Rincorrendo una bellezza insospettata

Da Icalamari @frperinelli

Alcune goccioline trasparenti si posano sui vetri e strisciano per minimizzare la loro presenza. Così si disfano, cercano di venir evaporate dal sole, che sempre è sole di Giugno, prima di creare il panico tra noi mortali. Domani è sabato, e a Roma la situazione è questa:

 

Lola, insoddisfatta a prescindere dalla situazione, dice da sempre (o da che la conosco) che vuole andare via. A Honolulu, per la precisione. Tutta colpa di Stanlio e Ollio, del ritornello Honolulu Baby cantato durante la disavventura che li vede tornare da un falso convegno alle devote mogliettine, senza sapere che la notizia è corsa fino a loro, ma non ha raggiunto i due malcapitati. La nave è naufragata.

Ai due mentitori accadono disavventure che giusto nelle comiche, divergenti sul finale: Ollio massacrato e Stanlio premurosamente coccolato. E Lola vorrebbe andare a Honolulu senza essere né l’uno né l’altro. Beata lei, che le basta una canzoncina. Chi non risica …, la pensa così ma poi passa i suoi anni a rosicare (alla romana).

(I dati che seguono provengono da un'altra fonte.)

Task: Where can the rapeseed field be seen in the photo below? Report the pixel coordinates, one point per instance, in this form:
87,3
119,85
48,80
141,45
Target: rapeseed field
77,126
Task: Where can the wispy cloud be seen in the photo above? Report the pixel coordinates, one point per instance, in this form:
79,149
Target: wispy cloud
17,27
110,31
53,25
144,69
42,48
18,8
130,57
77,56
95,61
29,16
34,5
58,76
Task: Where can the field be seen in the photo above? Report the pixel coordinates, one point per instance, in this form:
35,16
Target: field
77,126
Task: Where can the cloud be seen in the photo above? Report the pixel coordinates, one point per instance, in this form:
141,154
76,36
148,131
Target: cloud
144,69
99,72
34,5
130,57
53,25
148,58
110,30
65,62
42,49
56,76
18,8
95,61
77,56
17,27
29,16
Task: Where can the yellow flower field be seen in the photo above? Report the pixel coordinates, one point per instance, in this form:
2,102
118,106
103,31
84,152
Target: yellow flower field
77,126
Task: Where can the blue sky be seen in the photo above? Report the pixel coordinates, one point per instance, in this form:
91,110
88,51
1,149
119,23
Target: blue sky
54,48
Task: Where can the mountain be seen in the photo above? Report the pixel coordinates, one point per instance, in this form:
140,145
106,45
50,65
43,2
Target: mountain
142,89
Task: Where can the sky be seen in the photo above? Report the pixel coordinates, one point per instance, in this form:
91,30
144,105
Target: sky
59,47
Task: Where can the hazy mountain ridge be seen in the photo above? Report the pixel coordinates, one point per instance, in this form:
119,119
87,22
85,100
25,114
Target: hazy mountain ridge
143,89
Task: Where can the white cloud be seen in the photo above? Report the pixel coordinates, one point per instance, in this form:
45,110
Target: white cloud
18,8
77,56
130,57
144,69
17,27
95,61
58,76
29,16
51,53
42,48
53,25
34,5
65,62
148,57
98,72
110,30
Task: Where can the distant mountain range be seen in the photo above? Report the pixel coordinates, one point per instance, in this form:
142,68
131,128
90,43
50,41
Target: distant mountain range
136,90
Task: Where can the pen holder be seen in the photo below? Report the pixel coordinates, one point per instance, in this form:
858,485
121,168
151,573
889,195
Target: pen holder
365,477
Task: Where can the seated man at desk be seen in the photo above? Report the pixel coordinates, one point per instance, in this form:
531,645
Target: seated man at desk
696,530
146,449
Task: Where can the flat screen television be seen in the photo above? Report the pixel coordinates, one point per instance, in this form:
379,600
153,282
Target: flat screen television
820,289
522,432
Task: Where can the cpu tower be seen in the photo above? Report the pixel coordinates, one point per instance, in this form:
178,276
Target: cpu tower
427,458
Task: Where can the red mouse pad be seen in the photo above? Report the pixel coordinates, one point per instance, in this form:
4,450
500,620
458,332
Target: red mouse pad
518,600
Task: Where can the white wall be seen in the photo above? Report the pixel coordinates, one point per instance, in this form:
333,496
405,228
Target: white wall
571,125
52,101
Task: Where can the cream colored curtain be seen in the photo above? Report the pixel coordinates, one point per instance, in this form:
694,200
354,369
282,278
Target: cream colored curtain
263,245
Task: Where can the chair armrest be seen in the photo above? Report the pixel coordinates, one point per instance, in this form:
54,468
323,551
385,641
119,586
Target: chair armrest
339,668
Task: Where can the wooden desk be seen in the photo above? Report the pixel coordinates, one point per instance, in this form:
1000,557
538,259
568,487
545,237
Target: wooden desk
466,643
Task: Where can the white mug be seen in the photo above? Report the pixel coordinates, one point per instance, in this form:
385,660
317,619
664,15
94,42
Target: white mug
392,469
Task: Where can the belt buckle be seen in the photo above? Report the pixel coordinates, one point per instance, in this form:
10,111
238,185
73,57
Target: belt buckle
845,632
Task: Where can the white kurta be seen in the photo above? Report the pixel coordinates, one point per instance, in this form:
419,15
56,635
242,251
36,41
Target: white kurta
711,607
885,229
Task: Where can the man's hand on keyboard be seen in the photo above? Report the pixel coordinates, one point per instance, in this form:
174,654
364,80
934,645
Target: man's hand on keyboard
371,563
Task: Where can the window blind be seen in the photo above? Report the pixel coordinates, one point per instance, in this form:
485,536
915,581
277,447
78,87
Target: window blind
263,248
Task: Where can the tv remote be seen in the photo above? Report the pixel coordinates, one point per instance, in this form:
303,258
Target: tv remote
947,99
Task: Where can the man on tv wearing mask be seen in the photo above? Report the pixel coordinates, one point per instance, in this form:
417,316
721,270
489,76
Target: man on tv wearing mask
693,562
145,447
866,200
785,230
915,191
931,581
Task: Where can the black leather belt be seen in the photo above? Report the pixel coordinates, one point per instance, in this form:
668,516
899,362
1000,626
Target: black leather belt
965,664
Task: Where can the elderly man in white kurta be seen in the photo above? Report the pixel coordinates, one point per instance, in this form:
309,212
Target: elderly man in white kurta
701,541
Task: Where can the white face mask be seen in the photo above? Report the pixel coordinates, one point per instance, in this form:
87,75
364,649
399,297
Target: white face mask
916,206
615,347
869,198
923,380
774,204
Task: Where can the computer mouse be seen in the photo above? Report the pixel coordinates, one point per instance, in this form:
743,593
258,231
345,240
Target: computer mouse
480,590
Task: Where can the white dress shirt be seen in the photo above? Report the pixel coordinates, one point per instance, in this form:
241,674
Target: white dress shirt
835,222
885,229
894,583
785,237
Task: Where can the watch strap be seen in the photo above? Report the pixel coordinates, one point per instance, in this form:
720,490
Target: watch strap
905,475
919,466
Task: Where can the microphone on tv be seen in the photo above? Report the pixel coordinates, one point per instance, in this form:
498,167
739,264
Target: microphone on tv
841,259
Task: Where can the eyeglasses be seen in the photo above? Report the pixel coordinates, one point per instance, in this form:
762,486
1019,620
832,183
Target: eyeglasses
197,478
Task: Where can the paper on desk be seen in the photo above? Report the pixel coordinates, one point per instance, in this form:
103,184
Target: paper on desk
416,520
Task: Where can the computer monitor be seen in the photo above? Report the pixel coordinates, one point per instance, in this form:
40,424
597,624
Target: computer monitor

Io pure credo al proverbio, e ora come ora me ne andrei dritta a Copacabana (scongiurato anche il pericolo di coinvolgimento negli scontri per la finale della Confederations Cup). Colpa, nel mio caso, di una canzonetta smozzicataprêt-à-parodier  un certo Paolo Conte, di Stefano Bollani. Mi ronza in testa e non se ne va via, diversamente da Battisti (Cesare) che pare che non rischierei di incontrare, dato che su di lui adesso incombe l’espulsione.

Ottimi motivi dunque. E, senza esserci ancora stata, credo che chiederò a Lola di prendere una nave insieme a me domattina, e sostituire l’idea immanente di Honolulu con una fulminea Copacabana Experience.

Ancora una volta per via di una canzonetta, dove attorno a una col suo nome ruota un’atmosfera sognante, agli aromi di frutta estiva fresca, scintillante, lasciva, preludente a qualcosa che sa solo chi agogna, chi sogna, chi è senza vergogna. (Una come me, che non mi chiamo Lola, ma tant’è.)

Barry Manilow – Copacabana

Poi tornerei, però.  Anche per poter affermare Je ne regrette rien* a ragion veduta.

*) Una recensione cinematografica scritta anni fa da Luca Alvino, pescata zompettando di post in post. Qualcosa che sopravvive allo spunto che l’ha generata. Una recensione valida a prescindere dall’oggetto che la può indossare. Prêt-à-porter, sempre che non cambi tempo.

Ma quando non c’è più nessuno ad attenderti dall’altra parte, e hai ormai dimenticato di vivere in un mondo che non è reale (per convenienza, per rassegnazione, o per l’oblio che sempre incombe minaccioso sulla mortalità), l’unica possibilità che ti rimane per svegliarti è compiere un atto di fede: rinunciare all’indeterminatezza del sogno, e credere che la consumazione di una scelta non corrisponda alla spietata rinuncia all’infinità; percepire fino in fondo che nella consunzione può addensarsi un senso profondo, e nell’assunzione di responsabilità una bellezza insospettata.